No hay forma de evitar que una crisis de proporciones impredecibles empiece a horadar la centenaria democracia colombiana y que, al final, tal como ocurrió en Venezuela, sean los neodictadores marxistas y socialistas los que terminen imponiendo su modelo de control del Estado y la sociedad.
Predicción que confrontada con las fuerzas que militan en un lado y de otro, podría parecer absolutamente exagerada pero que, hasta ahora, en todos los países donde se ha puesto a prueba la paradoja de cómo partidos minoritarios que logran escalar el Poder Ejecutivo, terminan sacando fuera de juego a mayorias que los enfrentan desde la calle y el resto de los poderes, pierden la guerra y pasan a ser oposiciones que el tiempo empieza a convertir en invisibles y, al final, en inexistentes.

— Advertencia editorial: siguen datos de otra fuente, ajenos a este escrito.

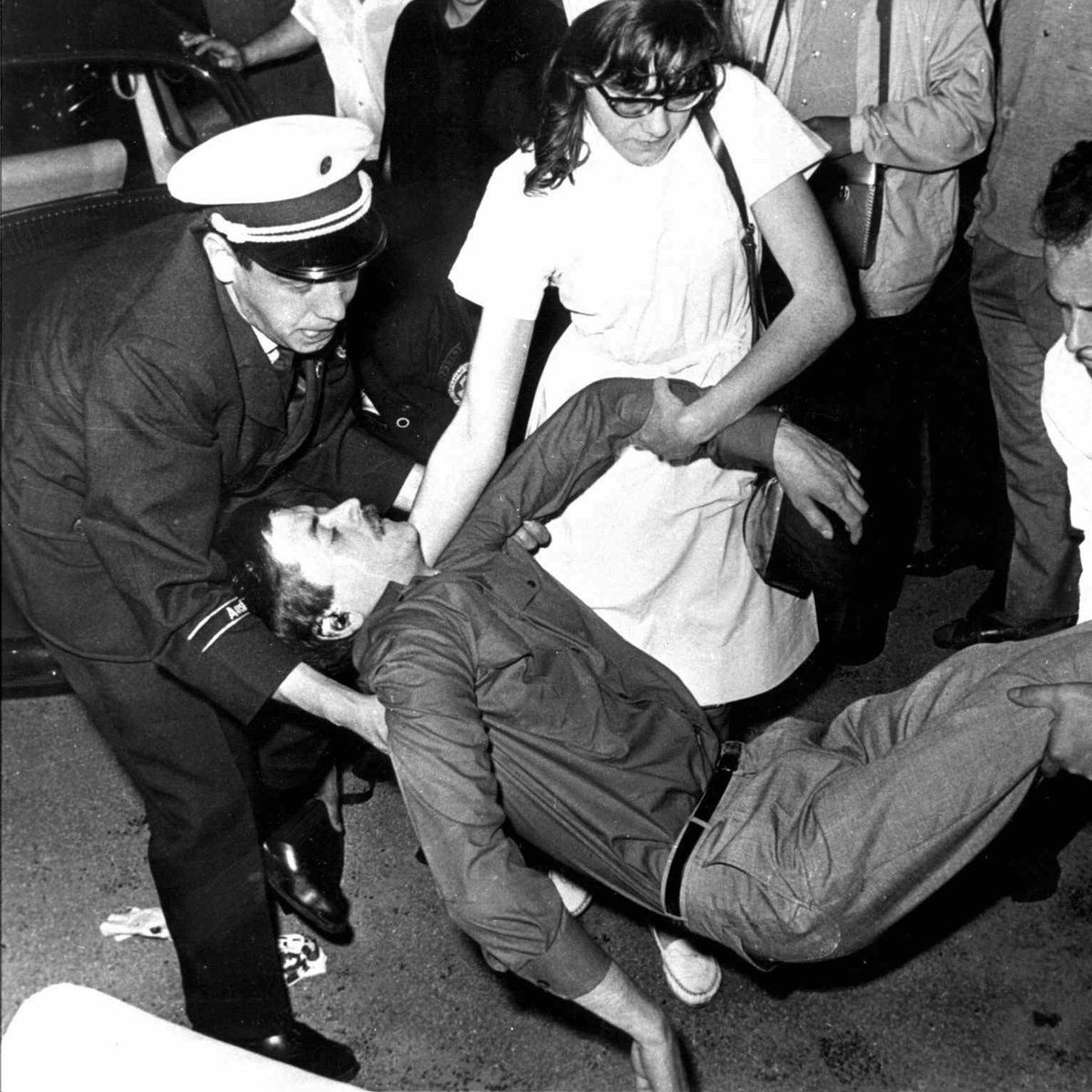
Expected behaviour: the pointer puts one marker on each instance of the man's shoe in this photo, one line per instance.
(573, 896)
(942, 561)
(986, 631)
(693, 976)
(303, 866)
(305, 1048)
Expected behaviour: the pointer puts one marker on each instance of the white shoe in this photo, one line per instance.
(574, 898)
(693, 976)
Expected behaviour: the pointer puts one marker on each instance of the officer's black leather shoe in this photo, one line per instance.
(305, 1048)
(987, 631)
(303, 866)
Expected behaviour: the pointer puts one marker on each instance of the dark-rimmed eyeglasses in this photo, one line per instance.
(639, 106)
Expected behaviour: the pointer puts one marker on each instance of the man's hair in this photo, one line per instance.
(278, 594)
(621, 43)
(1065, 214)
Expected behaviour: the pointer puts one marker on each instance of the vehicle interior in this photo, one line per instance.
(97, 103)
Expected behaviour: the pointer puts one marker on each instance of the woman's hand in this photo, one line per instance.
(1069, 743)
(531, 535)
(669, 431)
(834, 131)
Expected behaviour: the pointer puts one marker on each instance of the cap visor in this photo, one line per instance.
(326, 257)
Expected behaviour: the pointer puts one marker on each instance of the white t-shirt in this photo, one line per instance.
(355, 37)
(1067, 414)
(649, 262)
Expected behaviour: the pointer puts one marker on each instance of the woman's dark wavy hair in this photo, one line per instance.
(620, 42)
(277, 594)
(1064, 217)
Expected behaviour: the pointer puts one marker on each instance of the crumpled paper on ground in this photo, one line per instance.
(300, 955)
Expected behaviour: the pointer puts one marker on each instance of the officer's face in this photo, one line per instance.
(1069, 282)
(298, 315)
(348, 549)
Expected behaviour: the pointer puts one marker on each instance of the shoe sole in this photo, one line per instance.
(683, 993)
(688, 996)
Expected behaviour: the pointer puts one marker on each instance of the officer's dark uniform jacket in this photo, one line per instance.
(141, 403)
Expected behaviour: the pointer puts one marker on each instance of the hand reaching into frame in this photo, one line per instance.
(227, 55)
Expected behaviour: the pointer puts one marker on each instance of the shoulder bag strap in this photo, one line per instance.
(762, 70)
(884, 16)
(749, 240)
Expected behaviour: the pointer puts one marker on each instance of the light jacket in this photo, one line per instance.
(939, 114)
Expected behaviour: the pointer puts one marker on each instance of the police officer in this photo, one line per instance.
(186, 365)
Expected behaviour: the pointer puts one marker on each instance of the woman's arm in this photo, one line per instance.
(473, 446)
(819, 311)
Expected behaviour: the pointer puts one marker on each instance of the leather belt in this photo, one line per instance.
(727, 763)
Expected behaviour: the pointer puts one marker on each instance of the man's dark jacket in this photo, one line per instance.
(139, 404)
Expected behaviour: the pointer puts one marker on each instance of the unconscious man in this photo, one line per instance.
(512, 710)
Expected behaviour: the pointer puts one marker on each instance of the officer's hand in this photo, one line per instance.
(669, 431)
(1069, 743)
(814, 473)
(531, 535)
(225, 54)
(658, 1064)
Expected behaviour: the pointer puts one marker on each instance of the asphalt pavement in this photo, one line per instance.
(975, 992)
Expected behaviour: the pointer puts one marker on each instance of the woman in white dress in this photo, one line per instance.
(622, 206)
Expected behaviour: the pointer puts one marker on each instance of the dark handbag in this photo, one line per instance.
(850, 189)
(786, 551)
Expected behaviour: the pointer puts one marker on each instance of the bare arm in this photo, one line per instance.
(1069, 743)
(655, 1057)
(472, 447)
(285, 38)
(314, 693)
(819, 311)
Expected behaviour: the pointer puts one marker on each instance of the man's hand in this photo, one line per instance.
(814, 473)
(655, 1055)
(305, 688)
(658, 1064)
(834, 130)
(369, 722)
(531, 535)
(225, 54)
(1069, 743)
(667, 431)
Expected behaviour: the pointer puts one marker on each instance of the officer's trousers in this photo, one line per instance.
(200, 775)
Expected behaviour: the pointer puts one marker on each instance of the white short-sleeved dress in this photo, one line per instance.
(648, 260)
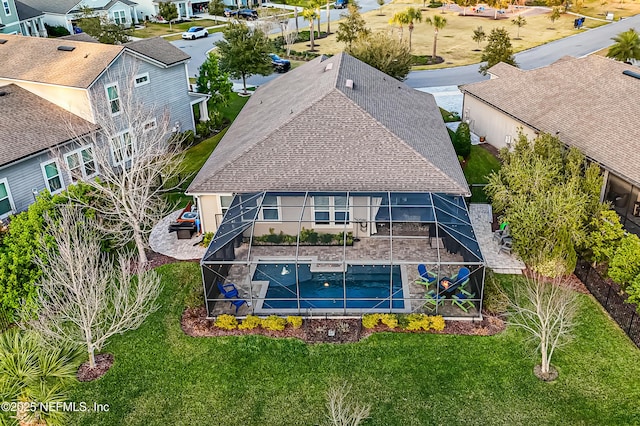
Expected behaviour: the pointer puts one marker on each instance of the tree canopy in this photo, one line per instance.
(244, 52)
(498, 49)
(548, 195)
(384, 52)
(626, 46)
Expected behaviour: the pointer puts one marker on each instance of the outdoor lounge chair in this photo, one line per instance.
(426, 278)
(462, 300)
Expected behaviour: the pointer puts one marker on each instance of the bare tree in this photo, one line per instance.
(343, 410)
(136, 163)
(290, 37)
(546, 311)
(85, 297)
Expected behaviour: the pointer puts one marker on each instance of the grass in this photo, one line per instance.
(155, 30)
(161, 376)
(454, 41)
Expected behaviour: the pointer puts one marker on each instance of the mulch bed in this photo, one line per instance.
(103, 364)
(331, 330)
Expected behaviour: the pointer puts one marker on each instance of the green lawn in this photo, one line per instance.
(162, 377)
(479, 165)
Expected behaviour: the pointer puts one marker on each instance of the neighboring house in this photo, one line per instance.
(335, 147)
(65, 12)
(19, 18)
(85, 80)
(589, 103)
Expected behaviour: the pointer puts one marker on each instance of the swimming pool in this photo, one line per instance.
(367, 287)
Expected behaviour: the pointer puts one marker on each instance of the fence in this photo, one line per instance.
(623, 313)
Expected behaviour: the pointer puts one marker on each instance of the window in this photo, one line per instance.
(122, 147)
(52, 177)
(270, 208)
(6, 203)
(81, 163)
(332, 210)
(149, 125)
(141, 80)
(225, 202)
(119, 17)
(114, 98)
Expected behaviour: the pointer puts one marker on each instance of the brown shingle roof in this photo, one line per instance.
(38, 59)
(31, 124)
(307, 131)
(588, 101)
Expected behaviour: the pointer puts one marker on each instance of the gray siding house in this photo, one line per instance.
(56, 110)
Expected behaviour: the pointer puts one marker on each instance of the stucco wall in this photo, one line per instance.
(484, 120)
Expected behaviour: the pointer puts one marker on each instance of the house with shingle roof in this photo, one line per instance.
(64, 12)
(19, 18)
(80, 83)
(590, 103)
(334, 124)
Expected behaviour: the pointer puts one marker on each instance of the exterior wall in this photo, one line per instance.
(167, 90)
(26, 177)
(496, 126)
(72, 99)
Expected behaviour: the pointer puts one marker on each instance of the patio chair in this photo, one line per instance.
(462, 300)
(434, 299)
(228, 290)
(426, 277)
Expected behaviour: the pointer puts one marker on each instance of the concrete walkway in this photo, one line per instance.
(164, 242)
(500, 263)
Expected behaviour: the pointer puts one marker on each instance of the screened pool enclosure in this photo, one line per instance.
(344, 253)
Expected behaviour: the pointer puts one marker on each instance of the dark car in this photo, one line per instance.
(279, 64)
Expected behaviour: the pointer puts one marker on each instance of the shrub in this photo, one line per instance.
(462, 141)
(274, 322)
(226, 322)
(296, 322)
(206, 239)
(418, 322)
(250, 322)
(370, 320)
(390, 320)
(437, 323)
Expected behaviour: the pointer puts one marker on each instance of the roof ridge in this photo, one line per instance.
(418, 154)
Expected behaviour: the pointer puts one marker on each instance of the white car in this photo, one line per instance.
(195, 32)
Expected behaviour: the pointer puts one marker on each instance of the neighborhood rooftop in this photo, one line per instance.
(335, 124)
(35, 122)
(595, 111)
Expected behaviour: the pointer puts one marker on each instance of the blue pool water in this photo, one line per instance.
(324, 290)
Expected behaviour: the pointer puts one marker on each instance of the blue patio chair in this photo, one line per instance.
(462, 299)
(426, 278)
(228, 290)
(434, 299)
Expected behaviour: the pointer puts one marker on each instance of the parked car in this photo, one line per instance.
(195, 32)
(248, 14)
(279, 64)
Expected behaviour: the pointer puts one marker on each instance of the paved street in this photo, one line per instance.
(579, 45)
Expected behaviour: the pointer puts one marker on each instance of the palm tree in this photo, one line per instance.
(400, 19)
(33, 373)
(626, 47)
(438, 23)
(310, 14)
(413, 14)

“La violencia es la partera de la historia” escribió Marx en el “Primer Tomo” de El Capital y lo que pareciera no ser sino otro de sus epigramas rabínicos concluye produciendo escalofríos cuando anotamos que la primera revolución socialista (la instaurada por los bolcheviques en Rusia en octubre de 1917) salió de un golpe de Estado y del clima de violencia generalizada que siguió a la “Primera Guerra Mundial”, que ya trajo incubadas las dictaduras socialistas del Norte de Europa, consecuencias de los Acuerdos entre los venecedores en Yalta y Potsdam en febrero y abril de 1945.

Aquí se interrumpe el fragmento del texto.